With four local hospitals closed because of Sandy, thousands of patients are scrambling to find other medical centers to treat everything from broken bones to brain cancer. The changes are causing inconvenience to some, but could be a mixed blessing for the hospitals on the receiving end.
When St. Luke's-Roosevelt Hospital opened a $21 million cardiac electrophysiology center in September, officials figured it would take months to build up enough patients to reach full capacity. The center’s state-of-the-art equipment helps doctors recalibrate faulty electrical impulses that cause arrhythmia. Before Sandy, there were only about a dozen patients a week, but now that displaced New York University doctors and patients are coming to St. Luke’s-Roosevelt, there are about 18 a week. Dr. Emad Aziz says that’s a big jump in a short amount of time, for a complicated and expensive procedure that can take up to eight hours.
“We really wanted to accommodate them,” he said. “And it turned out to be really nice, on a personal level, to assist them in a time when they have that big damage that I heard about.”
Bringing in the NYU doctors and patients so far has been good for cardiac electrophysiology at St. Lukes-Roosevelt, but it’s also provided challenges to both hospitals and patients.
Eileen Wal planned to fly from her home in Atlanta next month for reconstructive surgery at NYU, following a cancer-related mastectomy. Since Sandy, her surgeon, Dr. Robert Allen, has had nowhere else to operate locally. He also practices at Manhattan’s Eye and Ear Infirmary, but that, too, has been filled to capacity, thanks to the cascading effects of Sandy. Wal said there are no openings available in the operating room.
“Now some may pop up," Wal said, "but it would only be very last-minute, so the only people who could take advantage of it would be someone who’s local to New York.”
Fortunately for Wal, Dr. Allen spends half his time working and teaching at Ochsner Baptist Medical Center in New Orleans, so she can go there for the operation. But she’s not looking forward to spending time in The Big Easy.
“The surgery in New York was far easier for me logistically,” she said. “One, it has public transport, and, two, you walk out of your door, and you have all the food you could want. You don’t have to deal with anything.
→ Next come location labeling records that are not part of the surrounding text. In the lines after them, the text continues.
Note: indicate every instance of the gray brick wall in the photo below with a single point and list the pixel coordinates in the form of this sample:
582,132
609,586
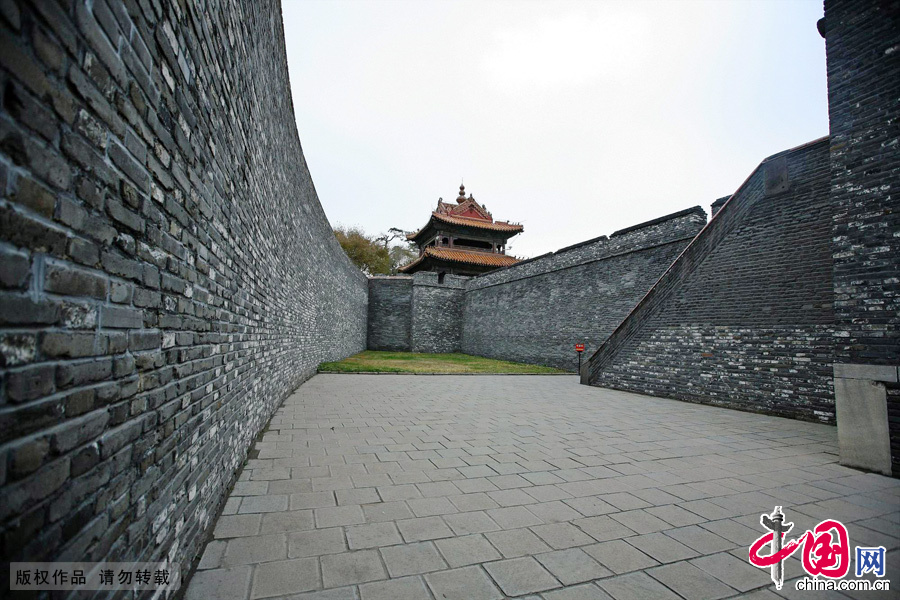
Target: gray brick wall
167,275
862,40
390,313
744,318
437,312
536,311
863,51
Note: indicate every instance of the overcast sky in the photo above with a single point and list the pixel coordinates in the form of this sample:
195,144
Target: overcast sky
575,119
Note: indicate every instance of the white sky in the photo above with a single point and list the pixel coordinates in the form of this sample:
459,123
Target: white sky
575,119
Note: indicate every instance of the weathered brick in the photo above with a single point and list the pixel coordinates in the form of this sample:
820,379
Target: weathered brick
137,169
65,344
14,268
117,317
28,383
65,279
17,349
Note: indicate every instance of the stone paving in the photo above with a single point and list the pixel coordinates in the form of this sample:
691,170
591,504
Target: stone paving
393,487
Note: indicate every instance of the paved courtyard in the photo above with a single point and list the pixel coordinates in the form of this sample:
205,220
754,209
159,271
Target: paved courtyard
393,487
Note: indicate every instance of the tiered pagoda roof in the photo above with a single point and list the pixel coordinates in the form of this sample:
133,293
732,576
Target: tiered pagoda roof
466,219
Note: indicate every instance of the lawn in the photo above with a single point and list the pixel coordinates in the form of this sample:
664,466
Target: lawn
413,362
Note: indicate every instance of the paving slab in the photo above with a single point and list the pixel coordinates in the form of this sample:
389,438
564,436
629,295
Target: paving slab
370,487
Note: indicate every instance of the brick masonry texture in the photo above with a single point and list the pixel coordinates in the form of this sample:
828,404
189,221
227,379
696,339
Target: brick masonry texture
863,50
536,311
416,313
862,40
167,275
390,313
744,317
437,312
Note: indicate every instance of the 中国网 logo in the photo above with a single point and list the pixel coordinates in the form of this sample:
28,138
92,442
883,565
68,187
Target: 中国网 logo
825,553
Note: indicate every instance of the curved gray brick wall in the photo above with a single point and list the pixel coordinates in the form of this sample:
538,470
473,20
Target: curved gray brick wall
167,274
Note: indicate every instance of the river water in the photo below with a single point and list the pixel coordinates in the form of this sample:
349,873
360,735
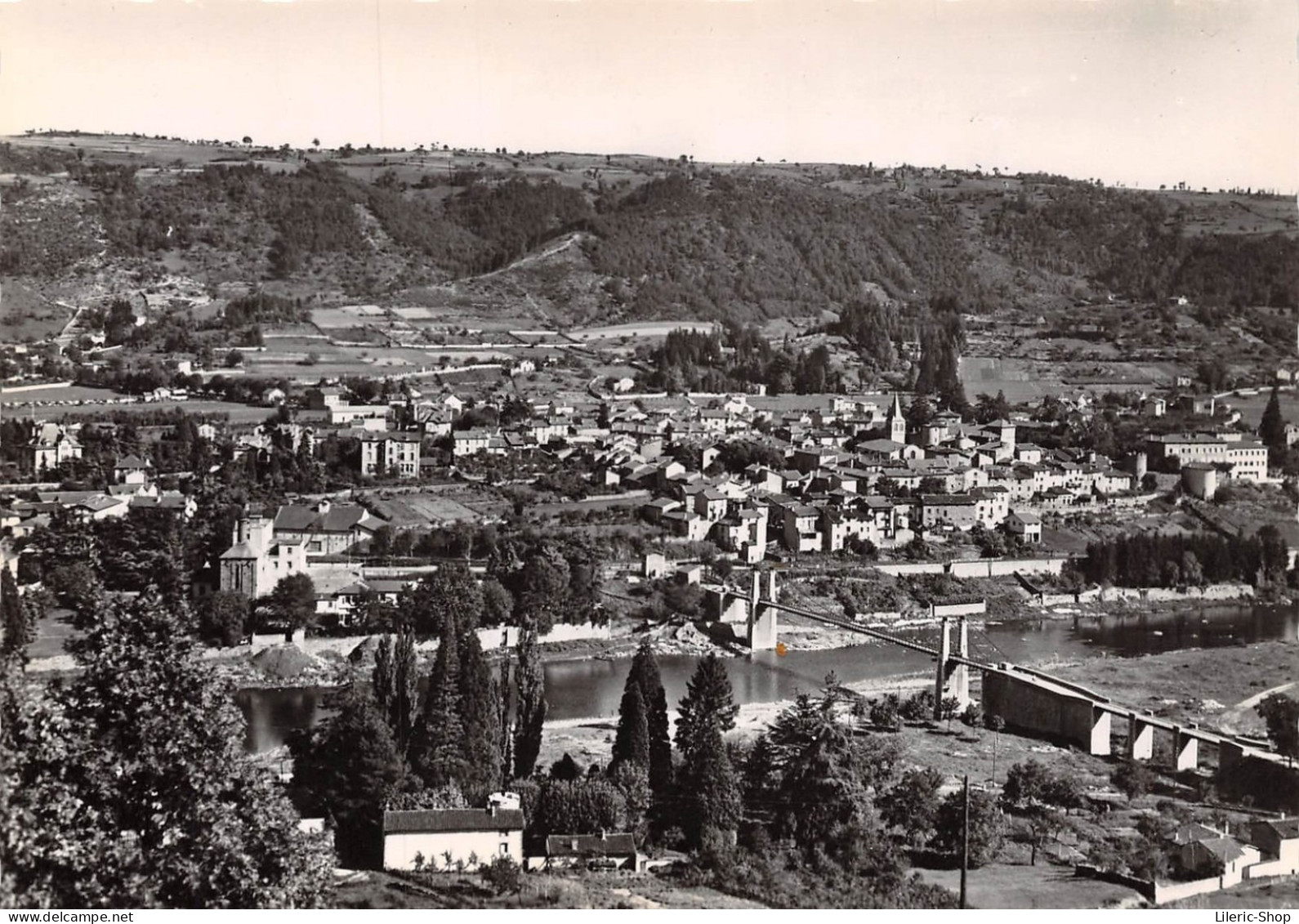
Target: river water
594,688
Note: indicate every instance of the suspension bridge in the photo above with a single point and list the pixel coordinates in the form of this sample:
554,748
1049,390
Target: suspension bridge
1028,701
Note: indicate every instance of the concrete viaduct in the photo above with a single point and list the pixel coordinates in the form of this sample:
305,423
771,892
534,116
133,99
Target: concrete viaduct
1030,701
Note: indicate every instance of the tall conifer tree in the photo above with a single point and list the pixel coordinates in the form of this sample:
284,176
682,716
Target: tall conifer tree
530,716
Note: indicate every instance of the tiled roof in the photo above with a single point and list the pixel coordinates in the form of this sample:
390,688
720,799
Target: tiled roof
447,820
590,845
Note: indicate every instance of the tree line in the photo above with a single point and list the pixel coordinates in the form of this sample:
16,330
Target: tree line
1155,560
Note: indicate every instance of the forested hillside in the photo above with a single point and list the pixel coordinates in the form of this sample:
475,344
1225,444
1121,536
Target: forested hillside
667,241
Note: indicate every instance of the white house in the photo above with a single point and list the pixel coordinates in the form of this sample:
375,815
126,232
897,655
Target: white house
453,837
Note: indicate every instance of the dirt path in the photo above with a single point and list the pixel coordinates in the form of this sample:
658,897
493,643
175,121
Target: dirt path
1229,719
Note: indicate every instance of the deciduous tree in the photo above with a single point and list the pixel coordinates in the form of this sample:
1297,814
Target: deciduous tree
130,788
530,716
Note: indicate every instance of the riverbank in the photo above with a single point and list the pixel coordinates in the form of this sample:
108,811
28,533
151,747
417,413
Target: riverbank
1216,688
590,739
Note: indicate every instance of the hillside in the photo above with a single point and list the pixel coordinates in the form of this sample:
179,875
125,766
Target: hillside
587,239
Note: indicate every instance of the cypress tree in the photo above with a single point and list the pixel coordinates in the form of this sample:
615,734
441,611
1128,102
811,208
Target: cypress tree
532,704
17,620
1272,428
347,770
480,717
645,673
632,741
708,706
435,746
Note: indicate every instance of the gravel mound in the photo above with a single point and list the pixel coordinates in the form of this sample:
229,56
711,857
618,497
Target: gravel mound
285,662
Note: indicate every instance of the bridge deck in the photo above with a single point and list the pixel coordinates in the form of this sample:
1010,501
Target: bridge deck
1037,679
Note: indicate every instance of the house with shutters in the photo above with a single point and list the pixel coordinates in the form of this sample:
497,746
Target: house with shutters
453,838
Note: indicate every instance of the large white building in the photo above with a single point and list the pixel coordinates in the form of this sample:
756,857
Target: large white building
257,561
390,453
458,838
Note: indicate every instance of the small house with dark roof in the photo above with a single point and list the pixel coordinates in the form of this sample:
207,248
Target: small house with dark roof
471,837
132,471
591,851
325,529
1207,851
1279,842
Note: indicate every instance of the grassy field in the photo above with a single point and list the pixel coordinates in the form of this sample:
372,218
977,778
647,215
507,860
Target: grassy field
1002,886
1277,895
1204,685
539,891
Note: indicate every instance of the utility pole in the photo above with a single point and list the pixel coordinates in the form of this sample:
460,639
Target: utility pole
966,833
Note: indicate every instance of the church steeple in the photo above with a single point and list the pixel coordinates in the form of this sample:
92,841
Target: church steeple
896,422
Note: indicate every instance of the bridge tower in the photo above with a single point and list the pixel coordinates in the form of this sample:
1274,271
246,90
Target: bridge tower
761,620
944,653
951,677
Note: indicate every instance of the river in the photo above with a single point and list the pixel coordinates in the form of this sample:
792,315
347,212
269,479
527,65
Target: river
594,688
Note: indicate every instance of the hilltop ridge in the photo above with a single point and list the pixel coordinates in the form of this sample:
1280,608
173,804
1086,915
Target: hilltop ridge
601,239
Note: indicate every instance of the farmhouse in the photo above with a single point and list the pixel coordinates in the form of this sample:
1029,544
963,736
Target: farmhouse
594,851
453,837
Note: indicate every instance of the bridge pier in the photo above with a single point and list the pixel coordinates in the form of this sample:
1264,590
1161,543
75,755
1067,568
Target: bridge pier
951,679
761,620
960,672
1186,750
1100,730
1141,739
944,653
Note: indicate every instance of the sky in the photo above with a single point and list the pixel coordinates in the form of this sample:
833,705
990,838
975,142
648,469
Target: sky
1138,92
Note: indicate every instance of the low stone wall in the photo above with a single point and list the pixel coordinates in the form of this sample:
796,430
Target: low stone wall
1143,886
977,568
1172,892
1212,591
564,632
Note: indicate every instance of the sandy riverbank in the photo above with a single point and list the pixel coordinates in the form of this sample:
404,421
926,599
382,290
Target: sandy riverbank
591,739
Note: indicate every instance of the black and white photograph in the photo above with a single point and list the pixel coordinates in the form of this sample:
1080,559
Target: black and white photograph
649,453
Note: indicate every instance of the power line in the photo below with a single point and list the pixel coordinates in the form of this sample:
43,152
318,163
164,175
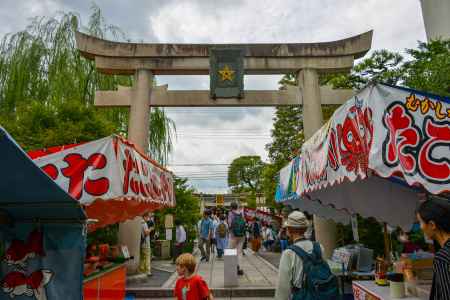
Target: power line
201,164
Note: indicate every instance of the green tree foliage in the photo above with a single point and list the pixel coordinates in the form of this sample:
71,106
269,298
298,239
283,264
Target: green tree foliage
245,174
47,89
381,66
429,68
186,210
287,139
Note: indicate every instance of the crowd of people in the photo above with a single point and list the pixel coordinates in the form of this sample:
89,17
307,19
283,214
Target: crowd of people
219,229
301,264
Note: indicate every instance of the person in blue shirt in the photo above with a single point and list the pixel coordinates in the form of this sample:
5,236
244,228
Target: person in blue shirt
205,235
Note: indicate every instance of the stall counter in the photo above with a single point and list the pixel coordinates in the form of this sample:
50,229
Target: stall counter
368,290
108,284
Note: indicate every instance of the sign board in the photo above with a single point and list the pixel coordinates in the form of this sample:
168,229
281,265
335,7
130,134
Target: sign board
226,73
220,200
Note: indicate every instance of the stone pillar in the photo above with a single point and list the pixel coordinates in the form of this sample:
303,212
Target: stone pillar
138,129
308,81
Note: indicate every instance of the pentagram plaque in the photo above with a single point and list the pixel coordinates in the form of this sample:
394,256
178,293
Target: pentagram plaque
226,72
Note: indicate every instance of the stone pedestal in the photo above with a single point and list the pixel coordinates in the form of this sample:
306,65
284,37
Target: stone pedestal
230,262
130,231
308,81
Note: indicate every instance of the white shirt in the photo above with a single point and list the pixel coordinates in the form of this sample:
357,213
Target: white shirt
290,270
180,234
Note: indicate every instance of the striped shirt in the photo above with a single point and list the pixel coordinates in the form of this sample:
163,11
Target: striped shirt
440,289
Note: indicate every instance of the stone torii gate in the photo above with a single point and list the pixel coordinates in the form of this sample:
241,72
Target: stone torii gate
308,60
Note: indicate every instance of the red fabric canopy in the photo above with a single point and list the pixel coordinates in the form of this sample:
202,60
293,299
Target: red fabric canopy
111,179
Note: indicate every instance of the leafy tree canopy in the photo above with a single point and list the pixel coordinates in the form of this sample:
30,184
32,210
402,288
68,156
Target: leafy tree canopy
47,89
244,174
187,208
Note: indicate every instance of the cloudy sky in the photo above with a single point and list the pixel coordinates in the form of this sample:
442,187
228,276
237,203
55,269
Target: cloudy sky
210,138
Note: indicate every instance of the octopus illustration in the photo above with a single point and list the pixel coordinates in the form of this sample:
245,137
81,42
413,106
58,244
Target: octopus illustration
355,138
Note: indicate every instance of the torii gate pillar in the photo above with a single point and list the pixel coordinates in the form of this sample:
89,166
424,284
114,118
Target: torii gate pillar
138,129
308,82
146,60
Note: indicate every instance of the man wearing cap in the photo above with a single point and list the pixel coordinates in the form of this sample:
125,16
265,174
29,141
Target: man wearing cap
291,265
235,242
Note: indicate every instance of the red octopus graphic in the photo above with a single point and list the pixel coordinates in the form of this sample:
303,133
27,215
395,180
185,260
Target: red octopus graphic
355,138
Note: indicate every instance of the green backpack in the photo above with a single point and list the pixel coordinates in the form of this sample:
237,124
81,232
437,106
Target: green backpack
238,226
222,230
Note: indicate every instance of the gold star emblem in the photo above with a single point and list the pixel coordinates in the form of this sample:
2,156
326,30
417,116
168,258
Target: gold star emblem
226,73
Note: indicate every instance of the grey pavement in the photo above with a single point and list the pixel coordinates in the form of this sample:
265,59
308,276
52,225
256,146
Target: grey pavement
258,282
161,270
257,273
272,257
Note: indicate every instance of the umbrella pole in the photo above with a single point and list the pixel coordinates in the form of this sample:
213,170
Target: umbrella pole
387,250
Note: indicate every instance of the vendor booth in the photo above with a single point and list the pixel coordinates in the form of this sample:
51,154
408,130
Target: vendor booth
113,182
111,179
377,156
42,236
287,192
44,207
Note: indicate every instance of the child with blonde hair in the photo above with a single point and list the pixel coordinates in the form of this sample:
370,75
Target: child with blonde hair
190,286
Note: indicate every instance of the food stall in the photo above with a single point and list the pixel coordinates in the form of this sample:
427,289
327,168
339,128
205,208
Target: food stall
288,189
42,236
377,155
113,182
265,217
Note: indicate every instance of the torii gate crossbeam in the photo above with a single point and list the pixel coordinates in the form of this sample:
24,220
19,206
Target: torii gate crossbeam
144,61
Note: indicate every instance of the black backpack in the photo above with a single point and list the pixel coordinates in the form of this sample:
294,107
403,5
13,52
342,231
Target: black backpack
318,283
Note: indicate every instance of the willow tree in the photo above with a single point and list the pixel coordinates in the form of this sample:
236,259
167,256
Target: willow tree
47,89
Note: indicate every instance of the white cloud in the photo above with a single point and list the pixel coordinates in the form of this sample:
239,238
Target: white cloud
397,25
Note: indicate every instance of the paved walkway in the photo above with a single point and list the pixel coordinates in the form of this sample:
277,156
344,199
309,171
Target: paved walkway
259,280
258,273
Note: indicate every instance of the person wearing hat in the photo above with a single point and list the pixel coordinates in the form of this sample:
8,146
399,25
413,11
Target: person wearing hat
205,232
291,265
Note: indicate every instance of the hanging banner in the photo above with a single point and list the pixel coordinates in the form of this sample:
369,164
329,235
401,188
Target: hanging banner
289,182
384,130
110,177
251,214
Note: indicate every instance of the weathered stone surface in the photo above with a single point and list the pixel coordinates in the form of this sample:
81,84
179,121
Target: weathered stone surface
355,46
193,59
162,97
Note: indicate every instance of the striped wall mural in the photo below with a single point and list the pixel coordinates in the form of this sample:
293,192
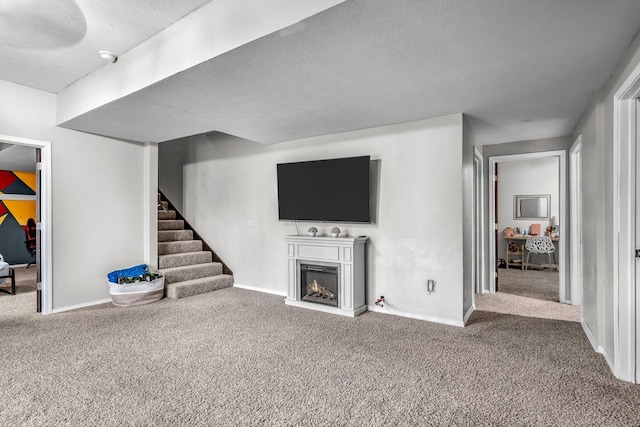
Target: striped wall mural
17,205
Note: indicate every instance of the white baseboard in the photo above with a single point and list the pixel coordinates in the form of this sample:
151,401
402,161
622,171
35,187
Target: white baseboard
254,288
589,335
387,310
83,305
597,347
468,314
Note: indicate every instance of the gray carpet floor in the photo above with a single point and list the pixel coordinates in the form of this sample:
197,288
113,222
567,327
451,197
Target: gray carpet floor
237,357
531,293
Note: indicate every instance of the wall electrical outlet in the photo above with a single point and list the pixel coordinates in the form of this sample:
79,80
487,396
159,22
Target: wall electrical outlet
431,286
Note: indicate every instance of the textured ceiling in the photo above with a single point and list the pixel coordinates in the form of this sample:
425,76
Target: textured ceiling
519,69
49,45
17,158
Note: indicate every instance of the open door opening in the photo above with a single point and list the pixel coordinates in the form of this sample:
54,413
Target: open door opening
510,254
32,216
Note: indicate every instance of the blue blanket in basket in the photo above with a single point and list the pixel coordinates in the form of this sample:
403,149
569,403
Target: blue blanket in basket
138,270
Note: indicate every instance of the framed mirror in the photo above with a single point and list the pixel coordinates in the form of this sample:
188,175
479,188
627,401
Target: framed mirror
536,206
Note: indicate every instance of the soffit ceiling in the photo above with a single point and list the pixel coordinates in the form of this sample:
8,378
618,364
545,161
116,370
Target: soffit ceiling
518,69
17,158
49,45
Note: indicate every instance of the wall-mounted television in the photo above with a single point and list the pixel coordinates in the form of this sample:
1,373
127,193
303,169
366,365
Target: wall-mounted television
334,190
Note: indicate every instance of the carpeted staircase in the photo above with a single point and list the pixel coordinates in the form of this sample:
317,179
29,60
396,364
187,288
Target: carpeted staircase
188,268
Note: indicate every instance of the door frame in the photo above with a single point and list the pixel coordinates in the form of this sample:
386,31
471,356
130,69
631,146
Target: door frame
45,212
562,155
478,221
575,202
626,325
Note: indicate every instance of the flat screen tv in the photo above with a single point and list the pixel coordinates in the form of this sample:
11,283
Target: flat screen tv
334,190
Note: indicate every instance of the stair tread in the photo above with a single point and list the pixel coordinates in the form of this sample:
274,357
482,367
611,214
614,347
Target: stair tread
199,286
187,267
199,280
181,254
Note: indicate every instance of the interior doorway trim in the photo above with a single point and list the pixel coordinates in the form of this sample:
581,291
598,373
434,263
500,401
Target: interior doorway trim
478,221
562,155
45,212
575,195
626,325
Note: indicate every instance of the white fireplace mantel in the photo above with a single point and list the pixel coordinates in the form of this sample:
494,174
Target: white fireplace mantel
347,253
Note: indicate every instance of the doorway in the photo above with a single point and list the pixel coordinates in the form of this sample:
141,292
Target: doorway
626,230
44,302
501,244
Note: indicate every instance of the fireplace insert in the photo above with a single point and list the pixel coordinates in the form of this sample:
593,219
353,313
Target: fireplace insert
319,284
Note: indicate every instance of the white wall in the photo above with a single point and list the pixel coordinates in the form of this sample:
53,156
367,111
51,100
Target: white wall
469,256
418,233
598,233
523,177
97,197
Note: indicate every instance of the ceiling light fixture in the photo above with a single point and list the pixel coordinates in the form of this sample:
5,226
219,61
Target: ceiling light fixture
105,54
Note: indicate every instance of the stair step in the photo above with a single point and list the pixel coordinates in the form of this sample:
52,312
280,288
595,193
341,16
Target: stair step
170,224
166,214
174,235
198,286
179,247
189,258
190,272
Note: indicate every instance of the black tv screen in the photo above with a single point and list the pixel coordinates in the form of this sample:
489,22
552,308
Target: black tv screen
335,190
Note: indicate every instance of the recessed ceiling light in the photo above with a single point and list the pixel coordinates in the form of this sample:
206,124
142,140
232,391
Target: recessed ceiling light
105,54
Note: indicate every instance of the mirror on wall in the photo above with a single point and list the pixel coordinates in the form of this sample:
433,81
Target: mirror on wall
536,206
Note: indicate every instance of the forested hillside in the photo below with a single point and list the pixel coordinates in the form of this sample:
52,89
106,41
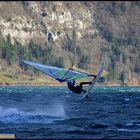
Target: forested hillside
83,33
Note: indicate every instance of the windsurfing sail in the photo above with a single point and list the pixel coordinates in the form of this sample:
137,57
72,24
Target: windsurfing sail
59,74
99,73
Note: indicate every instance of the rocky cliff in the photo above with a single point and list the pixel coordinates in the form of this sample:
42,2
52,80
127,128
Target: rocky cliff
80,32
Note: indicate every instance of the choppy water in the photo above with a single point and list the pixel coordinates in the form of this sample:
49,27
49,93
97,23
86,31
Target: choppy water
54,112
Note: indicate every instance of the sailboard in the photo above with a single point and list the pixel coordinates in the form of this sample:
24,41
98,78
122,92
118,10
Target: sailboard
94,80
59,74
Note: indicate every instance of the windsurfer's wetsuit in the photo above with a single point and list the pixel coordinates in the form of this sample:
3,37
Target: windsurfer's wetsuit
79,88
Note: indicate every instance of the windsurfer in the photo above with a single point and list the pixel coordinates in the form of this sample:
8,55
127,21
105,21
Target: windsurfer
79,88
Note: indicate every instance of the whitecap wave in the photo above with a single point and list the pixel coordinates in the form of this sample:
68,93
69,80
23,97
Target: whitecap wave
14,115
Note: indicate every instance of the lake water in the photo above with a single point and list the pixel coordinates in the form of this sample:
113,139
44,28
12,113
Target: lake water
54,112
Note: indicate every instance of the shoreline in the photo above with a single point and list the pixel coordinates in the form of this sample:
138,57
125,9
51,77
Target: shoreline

It’s all very simple. New Orleans, basically, there’s nothing there. It’s in the middle of nowhere.”
When it’s up and running, NYU performs about 27-hundred inpatient procedures a month. Officals haven’t said how long they expect Tisch Hospital, the core facility, will remain closed, but other medical centers are bracing for it to be months.
Lenox Hill Hospital, on the Upper East Side, was operating well under capacity before Sandy. It has about 600 beds, and daily occupancy was running “in the mid-400s,” according to Dr. Arthur Klein, regional executive director for Northshore-LIJ, Lenox Hill’s parent system. Since Sandy, there are about 100 additional inpatients a day. Lenox Hill, which has struggled financially, has fast-tracked admitting credentials to about 300 NYU doctors and is additionally employing close to 500 NYU nurses.
Nearby New York-Presbyterian Weill Cornell Medical Center is not so eager to take on more patients and isn’t credentialing NYU doctors. CEO Dr. Steven Corwin says his hospital can barely keep pace with the increased number of people coming into the emergency room. And he’s concerned about what might happen in the event of a big public health crisis.
“If we were to have a significant flu season over the winter time, that would further hamper our ability to respond,” Corwin said.
Of the four closed hospitals, only NYU lacks a network and sister institutions to place patients. Bellevue, the largest shuttered facility, and Coney Island are part of the city’s Health and Hospitals Corporation, with nine other hospitals. And the Manhattan Veterans Administration Hospital has transferred most of its inpatients to the Brooklyn V.A.
By all indications, the placement of NYU patients to other institutions has been piecemeal.
Mike McCarry, head of perioperative services for Mt. Sinai Medical Center, said that he would have expected the federal or city government to have intervened and helped to distribute patients in the closed hospitals to surrounding facilities.
“Maybe that’s happening, but if it is, it isn’t visible," he said.
Several of the medical centers taking in patients evacuated from other hospitals immediately before and after Sandy initially reported losing millions of dollars—with much of the shortfall the result of taking in Medicaid and uninsured patients from Bellevue and, in some cases, displaced nursing home residents.
But in the months ahead, those hospitals that take on NYU patients needing high-end inpatient procedures are likely to see a temporary surge in profits—and possibly win new long-term patients. And they will likely earn millions of dollars a month they would not get, if NYU were open.